Ya se han hecho públicas las amonestaciones de mi enlace. Sancha ha vuelto a desaparecer, ¡condenada muchacha! Me está costando horrores ocultar su ausencia, una angustia añadida en estos momentos. El día de mi boda se aproxima demasiado deprisa. Debería preparar mi ajuar, pero estoy demasiado apenada y mis manos no se muestran nada dispuestas para la labor. La superiora me ha recordado que meta un camisón en la parte de arriba del baúl. ¡No sobreviviré a la noche de bodas!

He ido a contarle a Pía lo de mi casamiento. Se ha limitado a contestarme con voz soñadora que ella está casada con un ser celestial. Las seglares que la cuidan tratan de convencerla de que coma un poco, diciéndole que lo que le dan es el maná del cielo. Me ha señalado la jarra de agua que tiene en la celda y me ha susurrado que son las lágrimas de Dios. Por lo menos, está serena.

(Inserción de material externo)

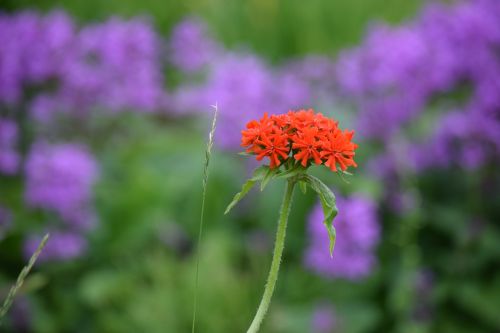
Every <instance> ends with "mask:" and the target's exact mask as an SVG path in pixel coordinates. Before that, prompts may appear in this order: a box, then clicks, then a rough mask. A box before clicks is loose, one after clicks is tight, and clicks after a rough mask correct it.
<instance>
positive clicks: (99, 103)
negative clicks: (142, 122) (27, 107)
mask: <svg viewBox="0 0 500 333" xmlns="http://www.w3.org/2000/svg"><path fill="white" fill-rule="evenodd" d="M159 45H160V42H159V39H158V36H157V35H156V33H155V32H154V30H153V28H152V26H151V25H150V24H149V23H147V22H145V21H142V20H139V19H134V20H130V21H124V20H120V19H116V18H114V19H110V20H109V21H107V22H104V23H101V24H96V25H91V26H87V27H85V28H83V29H82V30H81V31H80V32H79V33H78V35H77V37H76V39H75V41H74V49H73V50H72V52H71V53H69V54H68V56H69V57H71V61H66V63H64V66H63V73H62V75H61V77H60V80H61V87H60V89H59V91H58V92H57V93H56V98H57V99H58V100H59V101H60V102H61V103H62V105H64V106H65V107H67V108H70V109H75V110H76V109H83V110H85V109H87V108H90V107H101V108H104V109H108V110H111V111H123V110H136V111H154V110H156V109H157V108H158V107H159V105H160V103H162V102H163V97H164V95H163V78H162V69H161V64H160V54H159Z"/></svg>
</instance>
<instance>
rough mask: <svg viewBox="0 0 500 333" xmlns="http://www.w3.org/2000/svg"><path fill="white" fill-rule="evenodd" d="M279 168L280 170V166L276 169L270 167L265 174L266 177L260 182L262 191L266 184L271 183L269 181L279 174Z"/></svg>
mask: <svg viewBox="0 0 500 333" xmlns="http://www.w3.org/2000/svg"><path fill="white" fill-rule="evenodd" d="M278 170H279V169H278V168H275V169H271V168H268V170H267V172H266V174H265V175H264V178H263V179H262V182H261V183H260V190H261V191H263V190H264V188H265V187H266V185H267V184H268V183H269V181H270V180H271V179H273V177H274V176H276V175H277V174H278Z"/></svg>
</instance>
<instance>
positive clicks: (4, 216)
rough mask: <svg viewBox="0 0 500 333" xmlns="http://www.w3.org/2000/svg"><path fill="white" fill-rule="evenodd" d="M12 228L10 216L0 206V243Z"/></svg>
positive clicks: (10, 216) (7, 210)
mask: <svg viewBox="0 0 500 333" xmlns="http://www.w3.org/2000/svg"><path fill="white" fill-rule="evenodd" d="M11 227H12V215H11V213H10V211H9V210H8V209H7V208H4V207H2V206H0V241H1V240H2V238H3V237H4V236H5V234H7V232H8V231H9V229H10V228H11Z"/></svg>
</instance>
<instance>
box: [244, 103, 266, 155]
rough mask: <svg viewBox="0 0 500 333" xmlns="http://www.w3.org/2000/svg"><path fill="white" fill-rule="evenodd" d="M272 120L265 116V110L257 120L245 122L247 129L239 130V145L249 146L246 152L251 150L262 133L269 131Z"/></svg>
mask: <svg viewBox="0 0 500 333" xmlns="http://www.w3.org/2000/svg"><path fill="white" fill-rule="evenodd" d="M273 126H274V122H273V121H272V120H271V119H270V118H269V117H268V116H267V112H266V113H264V116H263V117H262V119H260V120H259V121H256V120H252V121H250V122H249V123H248V124H247V126H246V127H247V129H246V130H243V131H241V146H242V147H249V146H250V147H249V148H248V149H247V152H249V153H250V152H252V151H253V150H254V148H255V146H254V143H255V141H256V140H259V139H260V138H261V136H262V134H266V133H268V134H269V133H271V132H272V129H273Z"/></svg>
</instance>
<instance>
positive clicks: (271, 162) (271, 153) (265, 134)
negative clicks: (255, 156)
mask: <svg viewBox="0 0 500 333" xmlns="http://www.w3.org/2000/svg"><path fill="white" fill-rule="evenodd" d="M255 143H256V148H255V149H254V152H255V153H256V154H257V161H260V160H262V159H263V158H264V157H268V158H269V161H270V162H271V164H270V165H269V167H270V168H271V169H274V168H275V167H278V166H279V165H280V164H281V160H280V157H281V158H282V159H283V161H285V160H287V159H288V151H289V150H290V147H289V144H288V136H287V135H286V134H282V133H273V134H270V135H267V134H264V133H263V134H262V135H261V137H260V139H258V140H256V141H255Z"/></svg>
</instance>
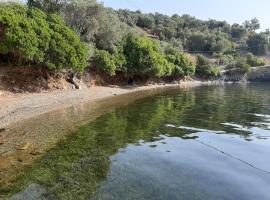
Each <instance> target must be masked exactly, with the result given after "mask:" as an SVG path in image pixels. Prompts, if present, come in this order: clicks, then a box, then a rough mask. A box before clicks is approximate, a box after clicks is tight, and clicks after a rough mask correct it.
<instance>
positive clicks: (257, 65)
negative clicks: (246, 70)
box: [247, 53, 265, 67]
mask: <svg viewBox="0 0 270 200" xmlns="http://www.w3.org/2000/svg"><path fill="white" fill-rule="evenodd" d="M247 64H248V65H250V66H251V67H258V66H263V65H265V62H264V61H263V60H260V59H258V58H257V57H256V56H254V55H253V54H252V53H249V54H247Z"/></svg>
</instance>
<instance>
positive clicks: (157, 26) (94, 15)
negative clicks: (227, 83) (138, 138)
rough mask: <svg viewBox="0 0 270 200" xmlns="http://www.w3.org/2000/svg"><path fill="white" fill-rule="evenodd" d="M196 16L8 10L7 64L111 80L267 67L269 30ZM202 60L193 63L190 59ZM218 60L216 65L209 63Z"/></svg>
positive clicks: (154, 14)
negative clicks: (188, 53) (93, 73)
mask: <svg viewBox="0 0 270 200" xmlns="http://www.w3.org/2000/svg"><path fill="white" fill-rule="evenodd" d="M259 28H260V24H259V21H258V20H257V19H251V20H250V21H245V22H244V23H243V24H232V25H230V24H228V23H227V22H225V21H216V20H208V21H203V20H199V19H196V18H194V17H192V16H189V15H183V16H179V15H177V14H175V15H173V16H167V15H163V14H160V13H154V14H153V13H150V14H144V13H141V12H140V11H130V10H113V9H111V8H106V7H104V6H103V5H102V4H101V3H98V2H96V0H61V1H59V0H28V2H27V5H22V4H18V3H1V4H0V56H1V57H0V62H1V63H8V64H9V65H14V66H15V65H25V66H27V65H31V66H37V67H39V66H44V67H47V68H48V69H50V70H61V69H64V68H68V69H72V70H73V71H74V72H82V71H83V70H84V69H86V68H89V69H90V70H94V71H96V72H98V73H100V74H105V75H106V76H119V75H121V76H124V77H125V78H127V79H128V78H130V77H132V78H134V77H141V78H146V79H149V78H170V79H171V80H172V79H178V78H181V77H183V76H193V75H194V74H195V75H197V76H199V77H201V78H205V79H209V78H214V77H217V76H218V75H219V71H220V67H219V66H223V67H227V68H241V69H243V70H244V71H248V70H249V68H250V66H259V65H264V62H263V61H262V60H260V59H258V58H257V57H256V56H262V55H266V54H267V52H268V50H269V39H268V38H269V36H270V32H269V30H266V31H265V32H260V33H257V32H256V30H258V29H259ZM187 53H189V54H195V55H197V62H196V63H195V62H192V60H191V59H190V57H189V56H188V55H187ZM209 58H211V60H213V59H214V61H215V62H213V61H212V62H211V61H210V60H209Z"/></svg>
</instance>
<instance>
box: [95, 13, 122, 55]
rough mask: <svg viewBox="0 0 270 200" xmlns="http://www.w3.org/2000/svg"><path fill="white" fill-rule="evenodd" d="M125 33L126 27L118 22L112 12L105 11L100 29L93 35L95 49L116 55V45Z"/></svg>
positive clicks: (119, 41) (120, 22)
mask: <svg viewBox="0 0 270 200" xmlns="http://www.w3.org/2000/svg"><path fill="white" fill-rule="evenodd" d="M126 32H127V31H126V25H125V24H123V23H122V22H120V20H119V18H118V16H117V15H116V14H115V13H114V12H113V10H110V9H108V10H106V12H105V14H104V19H103V20H102V23H101V25H100V28H99V30H98V32H97V33H96V34H95V43H96V46H97V48H99V49H103V50H107V51H110V52H111V53H116V52H117V44H118V43H119V42H120V41H121V40H122V38H123V36H124V34H125V33H126Z"/></svg>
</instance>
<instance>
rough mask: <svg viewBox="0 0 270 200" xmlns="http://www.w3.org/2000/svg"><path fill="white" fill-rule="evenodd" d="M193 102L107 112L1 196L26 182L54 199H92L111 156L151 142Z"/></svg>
mask: <svg viewBox="0 0 270 200" xmlns="http://www.w3.org/2000/svg"><path fill="white" fill-rule="evenodd" d="M193 99H194V96H193V94H192V92H191V93H186V94H184V95H181V96H179V97H171V98H167V97H160V98H153V99H149V100H146V101H145V102H138V103H137V104H134V105H132V106H128V107H125V108H123V109H118V110H117V111H116V112H112V113H109V114H106V115H105V116H103V117H100V118H98V119H97V120H96V121H95V122H93V123H90V124H88V125H85V126H82V127H81V128H80V129H79V130H78V131H77V132H76V133H72V134H69V135H68V136H67V137H66V138H65V139H63V140H62V141H60V142H59V143H58V145H57V146H56V147H55V148H53V149H52V150H50V151H49V152H48V153H47V154H46V155H44V156H43V157H42V158H41V159H40V160H39V161H37V162H36V163H35V164H33V165H32V166H31V167H29V168H28V169H26V170H25V171H24V172H23V173H22V174H21V175H20V176H18V177H17V180H16V181H15V182H14V184H12V185H11V186H9V187H2V193H6V194H13V193H16V192H19V191H22V190H23V189H24V188H26V187H27V186H28V185H29V184H30V183H38V184H41V185H43V186H45V187H46V188H47V190H48V193H49V194H53V196H55V197H57V199H58V198H59V199H78V198H80V199H85V198H88V197H91V196H93V195H94V194H95V191H96V189H97V187H98V186H99V185H100V184H101V182H102V181H104V180H105V178H106V176H107V173H108V171H109V167H110V156H111V155H114V154H115V153H117V151H118V149H119V148H123V147H125V146H126V145H127V144H129V143H137V142H138V141H139V140H141V139H144V140H146V141H151V140H153V137H155V136H158V135H159V134H160V133H157V132H156V130H159V127H161V126H163V125H164V123H166V122H167V121H168V119H169V118H172V117H176V115H177V114H179V112H182V110H184V109H185V108H186V107H190V106H192V104H193V102H194V101H193ZM178 102H181V105H178V104H179V103H178ZM175 110H177V111H178V112H174V111H175Z"/></svg>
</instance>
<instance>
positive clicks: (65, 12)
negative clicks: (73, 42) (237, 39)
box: [61, 0, 105, 42]
mask: <svg viewBox="0 0 270 200" xmlns="http://www.w3.org/2000/svg"><path fill="white" fill-rule="evenodd" d="M61 15H62V16H63V18H64V20H65V21H66V23H67V24H68V25H69V26H70V27H71V28H72V29H73V30H75V31H76V32H77V33H78V34H79V35H80V37H81V39H82V40H83V41H85V42H93V41H94V40H95V38H94V36H95V34H97V33H98V32H99V29H100V27H101V25H102V21H103V19H104V15H105V10H104V8H103V6H102V5H101V4H99V3H97V2H96V0H69V1H68V2H66V3H65V4H64V5H63V9H62V11H61Z"/></svg>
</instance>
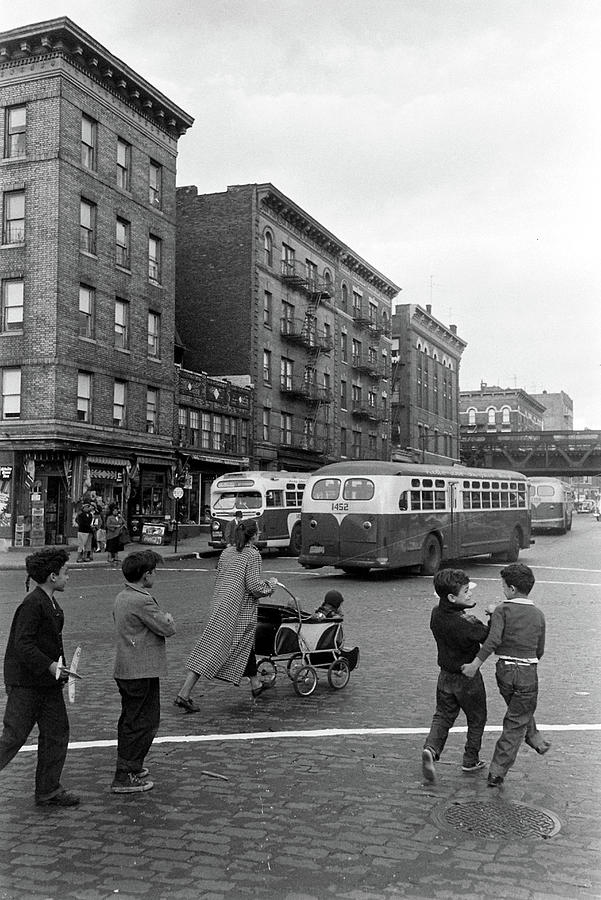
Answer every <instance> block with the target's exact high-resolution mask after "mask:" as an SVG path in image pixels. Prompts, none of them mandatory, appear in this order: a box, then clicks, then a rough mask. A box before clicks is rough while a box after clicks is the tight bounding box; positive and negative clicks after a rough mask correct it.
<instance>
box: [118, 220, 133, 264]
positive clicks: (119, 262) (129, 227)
mask: <svg viewBox="0 0 601 900" xmlns="http://www.w3.org/2000/svg"><path fill="white" fill-rule="evenodd" d="M130 243H131V224H130V223H129V222H128V221H127V219H119V218H118V219H117V222H116V225H115V262H116V264H117V265H118V266H121V267H122V268H123V269H129V267H130V258H129V252H130Z"/></svg>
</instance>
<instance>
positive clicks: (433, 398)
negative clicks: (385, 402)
mask: <svg viewBox="0 0 601 900" xmlns="http://www.w3.org/2000/svg"><path fill="white" fill-rule="evenodd" d="M392 337H393V360H394V362H393V373H394V377H393V393H392V453H393V458H395V459H399V460H401V459H408V460H413V461H415V462H428V463H436V464H449V463H452V462H456V461H457V460H458V459H459V367H460V363H461V355H462V353H463V351H464V350H465V347H466V346H467V344H466V343H465V341H463V340H462V339H461V338H460V337H458V335H457V328H456V326H455V325H449V326H448V327H447V326H446V325H443V324H442V322H439V321H438V319H436V318H435V317H434V316H433V315H432V307H431V306H430V305H429V304H428V305H427V306H426V308H425V309H424V308H423V307H421V306H419V305H417V304H414V303H406V304H397V306H396V307H395V313H394V315H393V317H392Z"/></svg>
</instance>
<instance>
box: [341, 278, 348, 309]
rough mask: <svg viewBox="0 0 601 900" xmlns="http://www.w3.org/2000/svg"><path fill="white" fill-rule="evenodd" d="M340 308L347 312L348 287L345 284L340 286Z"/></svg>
mask: <svg viewBox="0 0 601 900" xmlns="http://www.w3.org/2000/svg"><path fill="white" fill-rule="evenodd" d="M340 306H341V307H342V309H343V310H344V311H345V312H347V311H348V287H347V286H346V284H343V285H342V293H341V297H340Z"/></svg>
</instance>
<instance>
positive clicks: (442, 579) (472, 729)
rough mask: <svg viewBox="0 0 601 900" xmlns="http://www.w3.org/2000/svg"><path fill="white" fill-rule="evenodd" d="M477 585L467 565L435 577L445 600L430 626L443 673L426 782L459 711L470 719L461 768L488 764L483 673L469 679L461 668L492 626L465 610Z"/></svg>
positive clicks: (433, 730)
mask: <svg viewBox="0 0 601 900" xmlns="http://www.w3.org/2000/svg"><path fill="white" fill-rule="evenodd" d="M475 587H476V585H475V584H472V582H470V580H469V578H468V576H467V575H466V574H465V572H464V571H463V570H462V569H441V571H440V572H437V573H436V575H435V576H434V589H435V591H436V593H437V595H438V597H439V598H440V602H439V604H438V606H435V607H434V609H433V610H432V615H431V617H430V629H431V631H432V634H433V635H434V638H435V640H436V645H437V647H438V665H439V666H440V674H439V676H438V684H437V686H436V712H435V713H434V716H433V718H432V725H431V727H430V733H429V734H428V737H427V738H426V742H425V744H424V749H423V751H422V772H423V775H424V778H425V780H426V781H434V779H435V777H436V770H435V767H434V763H435V762H436V760H438V759H440V754H441V753H442V751H443V749H444V745H445V744H446V740H447V737H448V735H449V730H450V729H451V728H452V726H453V725H454V724H455V720H456V718H457V716H458V715H459V711H460V710H463V712H464V713H465V717H466V719H467V740H466V742H465V748H464V751H463V765H462V767H461V768H462V769H463V771H464V772H476V771H478V769H481V768H483V767H484V765H485V764H484V763H483V762H482V760H481V759H480V756H479V754H480V747H481V744H482V735H483V733H484V726H485V724H486V689H485V687H484V682H483V681H482V676H480V678H479V679H478V678H473V679H470V678H466V677H465V676H464V675H463V674H462V672H461V666H462V665H463V664H464V663H466V662H471V661H472V660H473V659H474V657H475V656H476V654H477V653H478V651H479V649H480V644H481V643H482V642H483V641H484V640H485V639H486V637H487V635H488V627H487V626H486V625H484V623H483V622H481V621H480V619H477V618H476V617H475V616H471V615H468V613H467V612H466V610H467V609H471V608H472V607H474V606H475V605H476V603H475V601H474V600H472V599H471V594H472V590H473V588H475ZM487 615H490V612H488V611H487Z"/></svg>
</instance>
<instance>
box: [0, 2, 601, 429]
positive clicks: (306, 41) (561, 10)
mask: <svg viewBox="0 0 601 900" xmlns="http://www.w3.org/2000/svg"><path fill="white" fill-rule="evenodd" d="M2 7H3V8H2V17H1V23H0V27H1V28H2V29H3V30H4V29H6V30H8V29H10V28H15V27H18V26H20V25H25V24H29V23H32V22H37V21H43V20H45V19H50V18H55V17H57V16H63V15H67V16H69V17H70V18H72V19H73V20H74V21H75V22H76V23H77V24H78V25H80V26H81V27H82V28H84V29H85V30H86V31H88V32H89V33H90V34H92V35H93V36H94V37H95V38H96V40H98V41H99V42H100V43H101V44H103V45H104V46H105V47H107V48H108V49H109V50H110V51H111V52H112V53H113V54H114V55H116V56H118V57H119V58H120V59H122V60H123V61H124V62H126V63H127V64H128V65H129V66H131V68H133V69H134V70H135V71H137V72H138V73H139V74H140V75H142V76H143V77H144V78H146V79H147V80H148V81H150V82H151V83H152V84H154V85H155V86H156V87H157V88H159V89H160V90H161V91H162V92H163V93H165V94H166V95H167V96H168V97H169V98H170V99H171V100H173V101H174V102H175V103H177V104H178V105H179V106H181V107H182V108H183V109H184V110H185V111H186V112H188V113H190V114H191V115H193V116H194V117H195V120H196V121H195V124H194V126H193V127H192V128H191V129H190V131H188V133H187V134H186V135H185V136H184V137H183V138H182V139H181V141H180V155H179V163H178V184H180V185H183V184H196V185H197V186H198V189H199V191H200V192H212V191H222V190H225V188H226V187H227V185H228V184H245V183H249V182H266V181H269V182H272V183H273V184H274V185H276V187H278V188H279V189H280V190H282V191H283V192H284V193H285V194H287V195H288V196H289V197H291V198H292V199H293V200H294V201H295V202H297V203H298V204H300V206H302V207H303V208H304V209H305V210H306V211H307V212H309V213H310V214H311V215H312V216H313V217H314V218H316V219H317V220H318V221H320V222H321V223H322V225H324V226H325V227H326V228H328V229H329V230H330V231H332V232H334V234H336V235H337V236H338V237H339V238H340V239H341V240H343V241H344V242H345V243H347V244H349V245H350V246H351V247H352V248H353V249H354V250H355V251H356V252H357V253H359V254H360V255H361V256H363V257H364V258H365V259H367V260H368V261H369V262H370V263H371V264H372V265H374V266H375V267H376V268H378V269H379V270H380V271H382V272H383V273H384V274H385V275H387V276H388V277H389V278H391V279H392V280H393V281H394V282H395V283H396V284H398V285H400V286H401V287H402V292H401V294H400V295H399V297H398V301H397V302H403V303H419V304H421V305H422V306H424V305H425V304H426V303H432V312H433V315H435V316H436V317H437V318H438V319H439V320H440V321H441V322H443V323H444V324H446V325H448V324H456V325H457V328H458V333H459V335H460V336H461V337H462V338H463V339H464V340H465V341H467V344H468V346H467V348H466V350H465V353H464V355H463V361H462V364H461V387H462V389H464V390H469V389H474V388H477V387H478V386H479V385H480V382H481V381H486V382H487V383H488V384H499V385H501V386H502V387H515V386H517V387H522V388H524V389H525V390H528V391H533V392H541V391H542V390H547V391H549V392H556V391H560V390H563V391H565V392H566V393H568V394H569V395H570V396H571V397H572V399H573V401H574V417H575V427H576V428H583V427H589V428H601V401H600V398H601V340H600V335H601V312H600V310H601V306H600V296H601V291H600V288H601V277H600V274H599V255H600V254H599V244H600V231H601V229H600V227H599V215H600V211H601V116H600V103H599V101H600V89H599V86H600V85H601V53H600V50H599V48H600V46H601V2H599V0H590V2H589V0H370V2H366V0H279V2H273V0H269V2H266V0H171V2H169V0H103V2H102V3H98V2H97V0H96V2H94V3H92V2H86V0H82V2H71V0H62V2H58V0H19V2H14V3H9V2H8V0H4V3H3V4H2Z"/></svg>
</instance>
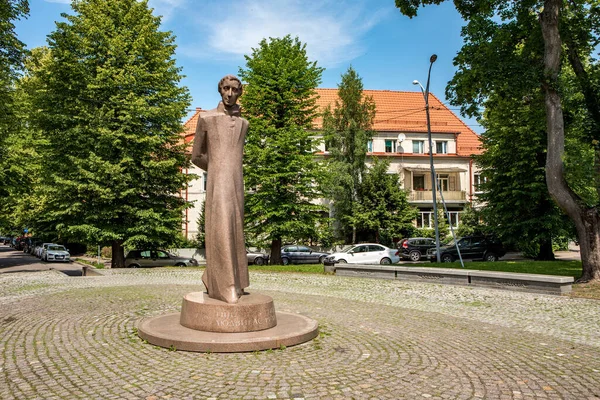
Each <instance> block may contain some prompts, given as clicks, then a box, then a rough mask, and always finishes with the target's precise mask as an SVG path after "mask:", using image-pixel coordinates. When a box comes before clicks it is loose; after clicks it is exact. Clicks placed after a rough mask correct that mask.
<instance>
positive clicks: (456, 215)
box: [417, 211, 460, 229]
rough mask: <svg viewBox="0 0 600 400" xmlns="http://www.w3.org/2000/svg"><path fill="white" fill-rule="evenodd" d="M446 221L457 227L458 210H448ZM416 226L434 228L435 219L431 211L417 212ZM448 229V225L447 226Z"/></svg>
mask: <svg viewBox="0 0 600 400" xmlns="http://www.w3.org/2000/svg"><path fill="white" fill-rule="evenodd" d="M446 222H447V223H448V224H449V225H452V227H453V228H458V225H459V223H460V211H448V214H447V215H446ZM417 228H431V229H433V228H435V221H434V218H433V212H432V211H421V212H419V213H418V214H417ZM448 229H450V226H448Z"/></svg>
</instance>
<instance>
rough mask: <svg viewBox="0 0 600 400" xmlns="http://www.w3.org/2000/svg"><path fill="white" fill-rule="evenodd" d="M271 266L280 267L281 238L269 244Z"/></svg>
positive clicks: (272, 241)
mask: <svg viewBox="0 0 600 400" xmlns="http://www.w3.org/2000/svg"><path fill="white" fill-rule="evenodd" d="M271 265H281V238H277V239H273V241H272V242H271Z"/></svg>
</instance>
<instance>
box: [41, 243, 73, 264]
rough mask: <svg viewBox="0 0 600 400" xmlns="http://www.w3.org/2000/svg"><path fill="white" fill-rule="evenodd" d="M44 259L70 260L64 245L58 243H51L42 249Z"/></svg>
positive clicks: (55, 259) (45, 259)
mask: <svg viewBox="0 0 600 400" xmlns="http://www.w3.org/2000/svg"><path fill="white" fill-rule="evenodd" d="M43 259H44V261H66V262H69V261H71V254H69V250H67V249H66V248H65V246H63V245H60V244H51V245H48V247H47V248H46V249H45V250H44V257H43Z"/></svg>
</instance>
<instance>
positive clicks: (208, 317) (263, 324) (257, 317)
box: [180, 292, 277, 333]
mask: <svg viewBox="0 0 600 400" xmlns="http://www.w3.org/2000/svg"><path fill="white" fill-rule="evenodd" d="M180 323H181V325H183V326H185V327H187V328H190V329H194V330H201V331H207V332H231V333H234V332H254V331H260V330H264V329H269V328H272V327H274V326H276V325H277V317H276V315H275V306H274V305H273V299H271V298H270V297H269V296H265V295H261V294H248V295H244V296H242V297H241V298H240V300H239V302H238V303H236V304H229V303H225V302H223V301H219V300H215V299H211V298H209V297H208V295H207V294H206V293H199V292H196V293H189V294H187V295H186V296H185V297H184V298H183V305H182V308H181V318H180Z"/></svg>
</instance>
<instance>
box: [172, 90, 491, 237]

Rezo al Señor para que me dé fuerzas y me recuerdo que, al menos, cumpliré la promesa que le hice a mi padre. Sancha y yo tenemos pocas opciones. No podemos quedarnos en el convento de forma indefinida sin abrazar la vida religiosa de algún modo. Ya casi no nos queda dinero. Ninguna de las dos puede hacerse monja: implicaría mucho fingimiento y una traición a lo que somos.

Confío en que Sancha regrese a tiempo para la boda. Necesito una amiga a mi lado.